11:08Next question, Posh and Kastien.
11:11Hi, Jessica Singer with CBC.
11:13Much of central Canada is dealing with wildfires and smoke pollution, as we feel very much here in London.
11:20This is just days after you announced plans for a new oil pipeline.
11:25What do you say to Canadians who believe these current climate conditions are a sign we should lean into our
11:30climate targets rather than drop some of them?
11:33Well, first off, I absolutely agree.
11:36And it's not – I'll use your phrase – leaning in.
11:40But the way I'm – we, the government, views, leaning in is actually putting the investment in the ground that's
11:45going to achieve those climate targets.
11:48We've relied too much on targets, laws that weren't driving the actual investment that's necessary to reduce emissions.
11:59So we've shifted our focus, shifted our focus to get that investment driven.
12:05Core to that is the electricity strategy, which we're currently consulting on, doubling the scale of our grid over the
12:13course of the next couple of decades.
12:14A grid that's almost 85 percent clean power.
12:17The intention is to maintain that, do that, and do that in a way.
12:21And everybody in this room would be living through the challenges in affordability in various ways.
12:28So we need to do it in a way that is also – preserves affordability for Canadians.
12:33We have amongst the lowest electricity costs in the world.
12:36We want to keep those.
12:38And so a climate strategy that looks to affordability in the short term and builds those emission reductions with major
12:46investments.
12:47And what you see is the investments or the major projects that we're helping to catalyze are low carbon.
12:54So that new oil pipeline, as a precondition, a precondition of that new oil pipeline is the Pathways Project, which
13:03removes – is the equivalent of removing 90 percent of the vehicles on Alberta roads.
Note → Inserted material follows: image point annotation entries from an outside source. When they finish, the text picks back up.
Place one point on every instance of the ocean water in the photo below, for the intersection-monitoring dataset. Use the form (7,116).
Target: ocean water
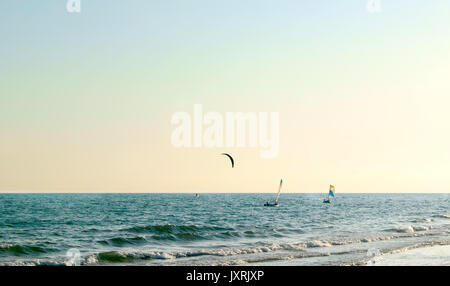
(217,229)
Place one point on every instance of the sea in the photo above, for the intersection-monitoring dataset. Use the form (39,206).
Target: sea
(218,229)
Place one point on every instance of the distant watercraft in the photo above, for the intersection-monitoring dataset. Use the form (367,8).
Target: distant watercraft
(330,195)
(267,204)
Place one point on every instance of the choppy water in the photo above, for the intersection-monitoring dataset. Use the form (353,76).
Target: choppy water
(217,229)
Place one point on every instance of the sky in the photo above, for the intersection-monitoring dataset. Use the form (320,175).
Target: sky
(86,99)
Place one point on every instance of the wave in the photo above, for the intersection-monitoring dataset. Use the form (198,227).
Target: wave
(16,249)
(442,215)
(171,229)
(370,260)
(122,241)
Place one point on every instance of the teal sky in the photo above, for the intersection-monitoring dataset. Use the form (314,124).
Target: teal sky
(86,98)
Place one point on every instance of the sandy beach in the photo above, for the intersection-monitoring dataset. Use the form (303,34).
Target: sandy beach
(426,256)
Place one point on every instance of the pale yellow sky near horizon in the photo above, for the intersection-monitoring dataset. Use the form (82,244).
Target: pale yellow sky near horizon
(87,106)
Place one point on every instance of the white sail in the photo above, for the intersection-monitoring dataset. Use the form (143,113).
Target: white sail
(279,190)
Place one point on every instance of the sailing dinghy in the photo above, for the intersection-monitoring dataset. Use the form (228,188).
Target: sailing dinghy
(330,195)
(267,204)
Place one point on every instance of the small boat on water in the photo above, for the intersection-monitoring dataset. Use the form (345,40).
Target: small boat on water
(330,195)
(267,204)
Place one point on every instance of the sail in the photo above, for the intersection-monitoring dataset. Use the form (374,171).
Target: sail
(279,190)
(331,192)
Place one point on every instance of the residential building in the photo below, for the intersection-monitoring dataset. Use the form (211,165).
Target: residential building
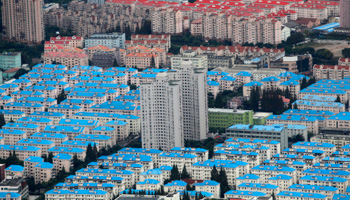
(224,118)
(9,60)
(27,25)
(167,94)
(110,40)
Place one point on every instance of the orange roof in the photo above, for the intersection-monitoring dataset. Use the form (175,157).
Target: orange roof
(149,55)
(65,55)
(138,47)
(99,47)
13:08As another precondition is a 75 percent reduction in methane in Alberta.
13:13As another precondition is a carbon market that actually works, just isn't a carbon market in name.
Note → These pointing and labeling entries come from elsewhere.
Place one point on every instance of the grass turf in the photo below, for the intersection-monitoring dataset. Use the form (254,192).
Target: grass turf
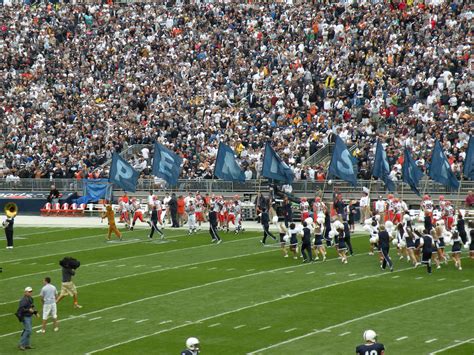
(238,297)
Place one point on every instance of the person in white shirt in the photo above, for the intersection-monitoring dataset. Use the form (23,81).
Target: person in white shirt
(48,296)
(364,204)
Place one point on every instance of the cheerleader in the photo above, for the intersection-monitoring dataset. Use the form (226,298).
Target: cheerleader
(456,249)
(318,247)
(409,238)
(434,249)
(283,238)
(341,244)
(293,240)
(440,233)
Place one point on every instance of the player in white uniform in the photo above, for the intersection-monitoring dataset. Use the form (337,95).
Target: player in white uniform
(191,212)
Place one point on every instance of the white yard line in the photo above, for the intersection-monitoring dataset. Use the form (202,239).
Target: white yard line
(452,346)
(257,305)
(360,318)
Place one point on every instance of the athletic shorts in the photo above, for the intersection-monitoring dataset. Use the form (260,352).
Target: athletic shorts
(50,310)
(68,288)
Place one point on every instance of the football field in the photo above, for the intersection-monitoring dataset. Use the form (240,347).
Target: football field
(239,297)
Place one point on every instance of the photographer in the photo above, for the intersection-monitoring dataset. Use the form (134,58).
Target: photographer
(25,312)
(69,266)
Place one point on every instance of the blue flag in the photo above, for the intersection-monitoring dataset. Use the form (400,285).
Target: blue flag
(469,161)
(440,171)
(411,172)
(275,168)
(123,174)
(226,167)
(381,167)
(166,164)
(342,163)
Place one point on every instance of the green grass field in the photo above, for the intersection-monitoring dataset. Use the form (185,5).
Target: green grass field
(142,297)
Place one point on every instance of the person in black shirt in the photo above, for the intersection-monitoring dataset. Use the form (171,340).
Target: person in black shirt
(287,211)
(154,224)
(213,226)
(26,310)
(265,218)
(371,346)
(8,225)
(426,245)
(306,244)
(384,246)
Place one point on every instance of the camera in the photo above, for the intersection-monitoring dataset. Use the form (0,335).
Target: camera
(69,263)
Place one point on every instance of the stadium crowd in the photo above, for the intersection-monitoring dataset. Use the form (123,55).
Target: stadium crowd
(78,82)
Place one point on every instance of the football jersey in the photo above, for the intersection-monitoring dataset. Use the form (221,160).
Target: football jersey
(370,349)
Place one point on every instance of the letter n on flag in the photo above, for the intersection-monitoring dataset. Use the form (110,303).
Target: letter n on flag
(123,174)
(166,164)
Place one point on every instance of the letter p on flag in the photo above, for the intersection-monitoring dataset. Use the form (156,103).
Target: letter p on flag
(123,174)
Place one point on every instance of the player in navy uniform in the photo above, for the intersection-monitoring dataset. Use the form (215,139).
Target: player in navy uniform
(384,246)
(192,347)
(371,347)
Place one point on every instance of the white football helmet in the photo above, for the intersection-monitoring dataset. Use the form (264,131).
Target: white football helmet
(370,336)
(192,343)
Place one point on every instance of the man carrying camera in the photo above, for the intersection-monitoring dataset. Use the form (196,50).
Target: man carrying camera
(69,266)
(26,310)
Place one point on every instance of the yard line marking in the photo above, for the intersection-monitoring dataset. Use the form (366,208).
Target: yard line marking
(264,303)
(452,346)
(167,269)
(358,319)
(124,258)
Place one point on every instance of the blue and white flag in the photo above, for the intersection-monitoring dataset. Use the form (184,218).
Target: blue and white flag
(440,171)
(226,167)
(166,164)
(411,173)
(381,167)
(469,161)
(123,174)
(342,163)
(275,168)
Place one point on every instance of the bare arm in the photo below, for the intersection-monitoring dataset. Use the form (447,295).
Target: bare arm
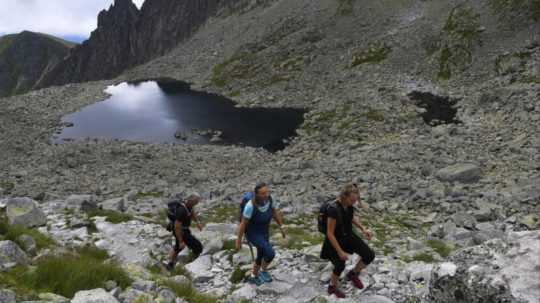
(330,229)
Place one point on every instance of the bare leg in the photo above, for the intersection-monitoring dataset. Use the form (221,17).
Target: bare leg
(334,280)
(265,265)
(256,269)
(359,266)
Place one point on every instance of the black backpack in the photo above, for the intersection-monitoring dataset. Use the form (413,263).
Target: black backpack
(245,199)
(322,217)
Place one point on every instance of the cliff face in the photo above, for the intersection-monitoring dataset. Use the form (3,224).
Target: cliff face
(26,57)
(126,36)
(108,51)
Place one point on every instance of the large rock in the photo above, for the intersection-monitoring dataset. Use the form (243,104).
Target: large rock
(464,173)
(200,269)
(94,296)
(500,270)
(26,212)
(82,202)
(11,255)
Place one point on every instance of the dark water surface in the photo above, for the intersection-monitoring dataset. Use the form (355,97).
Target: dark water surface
(154,112)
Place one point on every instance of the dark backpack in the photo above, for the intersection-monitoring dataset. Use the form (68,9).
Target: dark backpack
(245,199)
(322,217)
(172,209)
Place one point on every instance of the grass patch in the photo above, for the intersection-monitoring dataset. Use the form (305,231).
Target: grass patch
(460,34)
(375,53)
(12,232)
(188,292)
(440,247)
(238,65)
(374,115)
(66,274)
(110,215)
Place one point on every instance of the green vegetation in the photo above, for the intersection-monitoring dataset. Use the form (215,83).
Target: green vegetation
(85,268)
(238,66)
(12,232)
(516,8)
(7,186)
(188,292)
(110,215)
(375,53)
(461,32)
(345,7)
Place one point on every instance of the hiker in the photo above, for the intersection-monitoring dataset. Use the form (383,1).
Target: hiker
(256,215)
(337,218)
(180,213)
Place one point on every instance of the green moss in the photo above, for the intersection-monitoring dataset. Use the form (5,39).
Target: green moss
(12,232)
(188,292)
(66,274)
(375,53)
(375,115)
(440,247)
(110,215)
(516,8)
(444,64)
(461,32)
(7,186)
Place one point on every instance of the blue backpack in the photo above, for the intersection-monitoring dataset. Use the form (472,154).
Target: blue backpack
(245,199)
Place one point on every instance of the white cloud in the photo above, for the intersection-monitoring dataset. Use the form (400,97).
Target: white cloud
(55,17)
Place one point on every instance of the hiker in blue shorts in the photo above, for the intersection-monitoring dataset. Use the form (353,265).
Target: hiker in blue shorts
(257,214)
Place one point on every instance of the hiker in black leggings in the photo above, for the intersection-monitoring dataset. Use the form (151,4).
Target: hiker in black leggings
(181,220)
(340,241)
13:19And I will underscore – and this is – if you want one illustration of the difference in our approach
13:25is that, theoretically, the carbon price is over $100 right now.
13:30But the carbon price in the actual markets has fell to about $20.
13:36So the effective – the gap between what was the objectives, what was said, what was legislated, and what was
13:43happening was enormous.
13:45And we're shifting the approach to make sure that there isn't a gap and the focus is in that investment.
13:52Last point, if I may.
13:53I'll hand back.
13:55It's – climate is a global issue.
13:59And that's why we have maintained our global climate finance.
14:03That's – that's a rarity in the G7.
14:06We're the only countries – I think we are the only country who's maintained our level of global climate finance
14:11because we need to, obviously, globally get emissions down outside of Canada.